Twilight subs for religion & spirituality for some teens

This Twilight news is buzzing around the world: A Danish researcher finds some teens in that non-religious corner of the world are experiencing the intense vampires-and-romance series much like other people experience religion. Here’s a Mother Nature News verison of the story, which says in part: “American fans, or Twihards, as they’ve been dubbed, respond to the movie in similar ways.” But, “The semireligious aspect of fandom might be slightly different in America, where religious faith is more common.”

Dr. Wayne Baker, the sociologist who writes the OurValues column, just published a five-part series about Americans’ distinctively strong faith. In response to the Danish report, Baker says such findings could echo his own research into the vast differences in cultural experiences of religion. While American culture is overflowing with faith, Denmark is largely secularized.

Baker cites these comparisons between levels of faith in the two nations:
Ranked on “Certain belief in God”:
Out of 30 countries, the U.S. ranks 5, Denmark is 26.
On “Don’t believe in God”:
Out of 30 countries, the U.S. ranks 27, Denmark is 8.

At ReadTheSpirit, we turned to author and Twilight expert Jane Wells for more …

Twilight as a Touchstone of Faith:
‘Wicked Angels, Adorable Vampires’

By JANE WELLS

I’ve been saying it for two years, but now there is independent scholarly research showing that Twilight and other Gothic-themed media have a value in religious discourse.

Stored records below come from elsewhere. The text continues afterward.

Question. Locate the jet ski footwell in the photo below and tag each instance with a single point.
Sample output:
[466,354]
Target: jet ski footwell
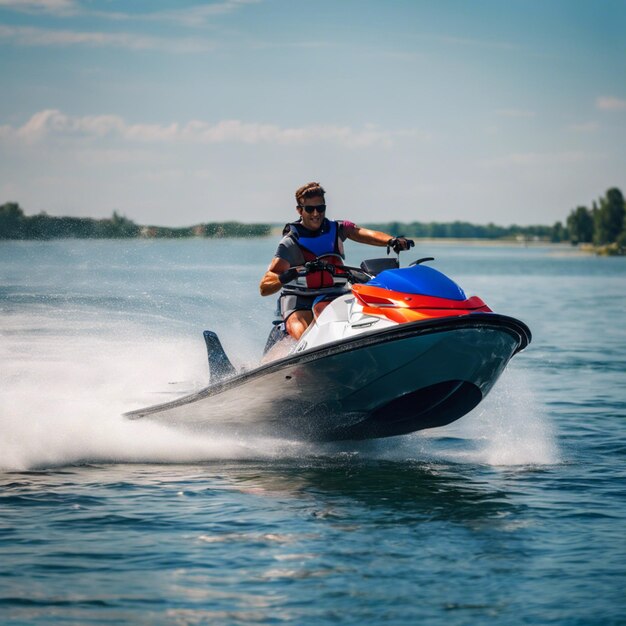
[394,381]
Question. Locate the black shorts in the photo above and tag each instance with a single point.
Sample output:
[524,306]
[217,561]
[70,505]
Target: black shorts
[290,303]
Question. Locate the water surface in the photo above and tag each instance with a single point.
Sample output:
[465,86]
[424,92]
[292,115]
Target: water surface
[516,514]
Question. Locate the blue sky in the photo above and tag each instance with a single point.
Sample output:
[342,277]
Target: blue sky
[176,113]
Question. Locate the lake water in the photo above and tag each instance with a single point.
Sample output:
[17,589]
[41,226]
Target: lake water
[516,514]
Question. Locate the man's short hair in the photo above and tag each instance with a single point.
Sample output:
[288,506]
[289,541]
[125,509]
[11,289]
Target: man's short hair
[310,190]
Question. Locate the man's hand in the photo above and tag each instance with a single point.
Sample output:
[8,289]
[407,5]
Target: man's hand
[400,243]
[288,276]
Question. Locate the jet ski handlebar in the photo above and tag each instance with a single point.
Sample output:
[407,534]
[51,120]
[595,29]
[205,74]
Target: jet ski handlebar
[353,274]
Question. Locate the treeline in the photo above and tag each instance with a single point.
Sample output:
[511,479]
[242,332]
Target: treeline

Danish researcher Line Nybro Peterson drew this conclusion in “Wicked Angels, Adorable Vampires!” That is the title of her doctoral thesis in the film and media studies department at Københavns Universitet (the University of Copenhagen in English). Peterson found that teens in the largely secular nation on Denmark use media, usually of American origin, to explore universal questions of good, evil, life, death and love.

“My thesis demonstrates that a film series like Twilight offers young people a playground for exploring life’s big questions, moral judgment and to imagine the possibility of the supernatural in a pleasurable and informal fashion. The fictional worlds challenge their presuppositions about themselves and their surroundings,” Peterson told the University of Copenhagen News this month.

Peterson’s thesis consists of a qualitative study of the consumption of TV shows with supernatural and religious content among seventy-two 14- to 18-year-old Danish teenagers, a smaller study among a group of nine teenage Twilight fans as well as a more general analysis of American TV shows’ representations of religious themes and issues.

Click on the book cover to learn more about Jane Wells’ book on Christian connections with Twilight.Well … hunh!
Who knew this suburban Detroit hausfrau had her thumb so firmly on the zeitgeist? And why hasn’t Glitter in the Sun: A Bible Study Searching for Truth in the Twilight Saga sold a million copies yet?

Peterson and I aren’t the only ones to see spirituality of a positive sort in current gothic literature, movies and television shows.

Author Victoria Nelson in her new Harvard Press book, Gothicka: Vampire Heroes, Human Gods, and the New Supernatural, asserts a new religion is being formed through this new breed of optimistic horror story. She cites a range of books and novels in which what was formally the worst fate possible—becoming a vampire, zombie or werewolf—is the best possible end and the victim becomes “perfected.” The obvious example is the Twilight Saga in which human Bella Swan becomes perfect and indestructible as a vampire. (Another recent novel is Dust, by Joan Frances Turner, in which the zombies, thanks to a mysterious virus, cease to rot away, and instead heal into a body that seems to be able to live forever.)

According to a May 23 Wall Street Journal review of Nelson’s book, she suggests “that the Gothic has, in the 21st century, taken a ‘surprising new turn toward the light,’ not only ‘showing signs of outgrowing the dark supernaturalism it inherited from its 18th-century ancestor,’ but doing so in a way that promises to shift it from being the locus of a displaced spiritual sense to the possible harbinger of an actual new faith system. ‘Is a major new religion born of these fictions looming on the horizon?’ Ms. Nelson asks boldly.”

My answer to that question is: No, I don’t think so. I do, however, believe this trend hearkens back to the Enlightenment, when Gothic literature first rose on the scene, as our souls began to hunger for the mystical being driven out of our lives by logic and science. By now, the spiritual deficits in our culture have reached critical mass and teenagers especially are looking for anything that has eternal meaning.